What Solaris and 2001 started in the 60s and 70s continues to the present. Christopher Nolan, perhaps the most famous of Tarkovsky’s successors, has taken Solaris to heart. Elements of its story appear in Inception (2010), and its themes resonate with the subject matter of Interstellar (2014). Interstellar could be seen, further, as the intellectual child of both 2001 and Solaris. It filters highly personal stories about family and loss through the lens of exploration and discovery. As Interstellar voyages into the beyond searching for the beings higher than humanity, all it finds is our own weakness.

“We don't want to conquer space at all,” says Dr. Snaut, one of Solaris' principal characters. “We want to expand Earth endlessly. We don't want other worlds; we want a mirror.” Tarkovsky extends the bounds of Earth into space. As we venture further into the unknown, Earth keeps calling back to us.

Still from Solaris.

Tarkovsky’s work, Solaris most of all, is deeply empathetic to the human experience. This is often a strange concept for contemporary viewers because of how alienating Tarkovsky’s work can be. He specializes in excruciatingly slow paces and shots that go on for minutes at a time. Stalker (1979) famously has fewer shots than there are minutes in the movie. To Tarkovsky, this is all intention. He calls his approach “sculpting in time,” using the very tangible passage of time to capture authentic experience. “Art, like science,” wrote Tarkovsky, “is a means of assimilating the world, an instrument for knowing it in the course of man’s journey towards what is called ‘absolute truth.’” Solaris is full of truth. It contains profound statements about love, life, and death as it questions what it means to be human. Tarkovsky, here, demonstrates his mastery of the cinematic form and command of emotional language.

“My discovery of Tarkovsky’s first film was like a miracle,” said Swedish master Ingmar Bergman, best known for Persona (1966) and Seventh Seal (1957). He continued, “Tarkovsky is for me the greatest, the one who invented a new language, true to the nature of film, as it captures life as a reflection, life as a dream.”

Following Solaris, Tarkovsky would only make four more films. His final two works, Nostalgia (1983) and The Sacrifice (1986), were produced outside of his home country during his left-imposed exile from the Soviet Union. He died in 1986 at the age of fifty-four. With just seven feature films, Tarkovsky managed to accomplish more than filmmakers with dozens of films to their name and left an unmistakable mark on the art of cinema. He was admired and idolized by his peers for his medium-defining work, and his legacy remains one of the most important in cinema.
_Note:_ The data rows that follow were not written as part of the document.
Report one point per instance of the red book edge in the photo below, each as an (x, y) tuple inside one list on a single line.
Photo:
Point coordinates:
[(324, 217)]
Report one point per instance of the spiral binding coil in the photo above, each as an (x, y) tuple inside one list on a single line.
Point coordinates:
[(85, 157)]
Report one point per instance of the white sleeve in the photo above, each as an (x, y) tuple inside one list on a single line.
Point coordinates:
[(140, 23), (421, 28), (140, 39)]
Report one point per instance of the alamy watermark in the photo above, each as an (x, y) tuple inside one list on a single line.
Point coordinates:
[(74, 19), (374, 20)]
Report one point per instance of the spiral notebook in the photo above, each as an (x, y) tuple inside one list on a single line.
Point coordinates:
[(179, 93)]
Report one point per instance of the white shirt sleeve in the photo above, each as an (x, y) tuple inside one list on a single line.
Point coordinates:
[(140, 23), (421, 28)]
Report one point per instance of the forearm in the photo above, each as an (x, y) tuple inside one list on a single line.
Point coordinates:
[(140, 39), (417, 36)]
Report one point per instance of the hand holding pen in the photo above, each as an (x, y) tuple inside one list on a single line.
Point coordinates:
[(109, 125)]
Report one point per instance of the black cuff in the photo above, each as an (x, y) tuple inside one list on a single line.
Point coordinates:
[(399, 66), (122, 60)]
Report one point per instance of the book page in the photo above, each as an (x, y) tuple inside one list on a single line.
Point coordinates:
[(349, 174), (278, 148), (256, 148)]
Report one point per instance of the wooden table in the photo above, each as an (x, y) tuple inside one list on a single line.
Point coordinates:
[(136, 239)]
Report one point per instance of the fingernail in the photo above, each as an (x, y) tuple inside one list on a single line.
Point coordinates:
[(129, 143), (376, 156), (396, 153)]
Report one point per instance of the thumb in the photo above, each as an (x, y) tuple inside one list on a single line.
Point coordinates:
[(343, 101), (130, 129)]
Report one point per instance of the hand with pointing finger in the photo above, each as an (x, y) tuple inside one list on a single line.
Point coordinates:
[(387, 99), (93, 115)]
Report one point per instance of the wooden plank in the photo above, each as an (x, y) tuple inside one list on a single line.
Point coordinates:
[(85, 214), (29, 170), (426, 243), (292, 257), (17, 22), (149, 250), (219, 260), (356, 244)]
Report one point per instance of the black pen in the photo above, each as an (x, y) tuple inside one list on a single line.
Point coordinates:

Solaris is no ordinary [sci-fi] film,” wrote Akira Kurosawa, director of Seven Samurai (1954) and Ran (1985), on his experience visiting the set of Solaris. “It truly somehow provokes pure horror in our soul. And it is under the total grip of the deep insights of Tarkovsky... It seems to me to be sweat and tears that in his heartbreaking agony he squeezed out of his whole being... Every shot of Solaris bears witness to the almost dazzling talents inherent in Tarkovsky.”